Abstract
Summary and Conclusions
1. A method is described for measuring stimulation produced by analeptics, which consists of suspending white rats or other small animals in small cages from wire springs and summating the amount of movement by connecting the springs to Harvard work adders. The activities resulting over periods of hours, are recorded by electrical contacts on the work adders through signal magnets writing on a kymograph drum. The apparatus is kept in a lighted constant temperature chamber between 27 and 29° C as conditions for minimum activity. The amounts of activity shown by the animals after injections of normal saline solution are designated as control levels of activity, and subtracted from those observed during the action of a drug to give the net stimulation produced by the agent in question.

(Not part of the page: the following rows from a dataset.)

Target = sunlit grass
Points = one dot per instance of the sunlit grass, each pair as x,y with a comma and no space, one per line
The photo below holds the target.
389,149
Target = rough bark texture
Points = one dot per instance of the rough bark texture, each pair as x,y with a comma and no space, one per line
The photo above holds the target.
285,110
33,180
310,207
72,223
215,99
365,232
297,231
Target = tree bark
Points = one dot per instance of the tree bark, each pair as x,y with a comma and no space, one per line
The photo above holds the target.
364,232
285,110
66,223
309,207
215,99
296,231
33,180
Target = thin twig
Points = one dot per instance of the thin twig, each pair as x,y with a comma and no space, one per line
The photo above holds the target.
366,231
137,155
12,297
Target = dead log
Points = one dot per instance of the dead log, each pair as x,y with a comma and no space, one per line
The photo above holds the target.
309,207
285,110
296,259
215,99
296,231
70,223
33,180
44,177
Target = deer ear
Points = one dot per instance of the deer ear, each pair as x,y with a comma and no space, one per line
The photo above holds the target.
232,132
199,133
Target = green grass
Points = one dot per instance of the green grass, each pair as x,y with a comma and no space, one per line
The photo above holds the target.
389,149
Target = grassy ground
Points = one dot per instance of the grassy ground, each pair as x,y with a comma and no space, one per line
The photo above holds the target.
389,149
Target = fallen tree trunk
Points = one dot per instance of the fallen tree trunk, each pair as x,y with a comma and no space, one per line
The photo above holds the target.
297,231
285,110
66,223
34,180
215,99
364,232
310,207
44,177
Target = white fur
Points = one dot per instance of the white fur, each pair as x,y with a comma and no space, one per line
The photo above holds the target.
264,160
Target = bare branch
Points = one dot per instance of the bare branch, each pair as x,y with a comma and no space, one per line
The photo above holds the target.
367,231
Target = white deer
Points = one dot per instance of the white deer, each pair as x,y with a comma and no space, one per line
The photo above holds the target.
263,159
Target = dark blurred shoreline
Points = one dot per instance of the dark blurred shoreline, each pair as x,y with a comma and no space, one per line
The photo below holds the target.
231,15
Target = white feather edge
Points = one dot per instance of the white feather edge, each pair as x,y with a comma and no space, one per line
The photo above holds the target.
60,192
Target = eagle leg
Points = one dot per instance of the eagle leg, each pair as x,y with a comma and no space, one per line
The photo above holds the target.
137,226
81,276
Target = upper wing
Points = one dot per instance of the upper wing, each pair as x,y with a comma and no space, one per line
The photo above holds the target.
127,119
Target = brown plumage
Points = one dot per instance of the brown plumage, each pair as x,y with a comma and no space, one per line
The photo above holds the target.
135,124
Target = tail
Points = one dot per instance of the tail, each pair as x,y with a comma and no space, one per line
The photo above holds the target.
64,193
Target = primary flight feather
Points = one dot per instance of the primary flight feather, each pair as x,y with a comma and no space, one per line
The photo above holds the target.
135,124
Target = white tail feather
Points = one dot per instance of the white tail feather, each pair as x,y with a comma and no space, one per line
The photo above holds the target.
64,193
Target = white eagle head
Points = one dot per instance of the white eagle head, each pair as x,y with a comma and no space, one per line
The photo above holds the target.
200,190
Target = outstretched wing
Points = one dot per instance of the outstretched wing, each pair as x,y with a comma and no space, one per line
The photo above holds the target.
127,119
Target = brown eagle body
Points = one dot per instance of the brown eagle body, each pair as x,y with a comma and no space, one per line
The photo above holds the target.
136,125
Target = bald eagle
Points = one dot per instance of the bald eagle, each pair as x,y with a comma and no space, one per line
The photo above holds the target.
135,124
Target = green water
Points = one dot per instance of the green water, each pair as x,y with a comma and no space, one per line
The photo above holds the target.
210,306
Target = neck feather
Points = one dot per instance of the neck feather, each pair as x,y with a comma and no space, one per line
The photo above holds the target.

2. Metrazol, in doses from 10 to 40 mg per kilo, produced no increase in general activity except during convulsions resulting from doses of 40 mg. Picrotoxin, in doses from 0.1 to 1.6 mg per kilo also produced no increase in activity, except after doses of 1.6 mg, when the animals were in generalized convulsions. Therefore, these two agents showed no evidence of stimulating the higher levels of the nervous system, particularly the areas for purposeful coordinated movement.
3. Coramine, in doses of 20 mg per kilo, produced just perceptible degrees of increase of coordinated and purposeful activity, and with 40, 80, and 160 mg doses these changes were so large as to be unmistakable. The highest dose caused generalized convulsions in some animals. The actions of 160 mg persisted for about 7 hours, whereas those of 40 and 80 mg lasted 2 1/2 and 4 hours, respectively.
4. Caffeine sodiobenzoate in doses of 10 mg per kilo, produced threshold increases in activity similar to that of coramine.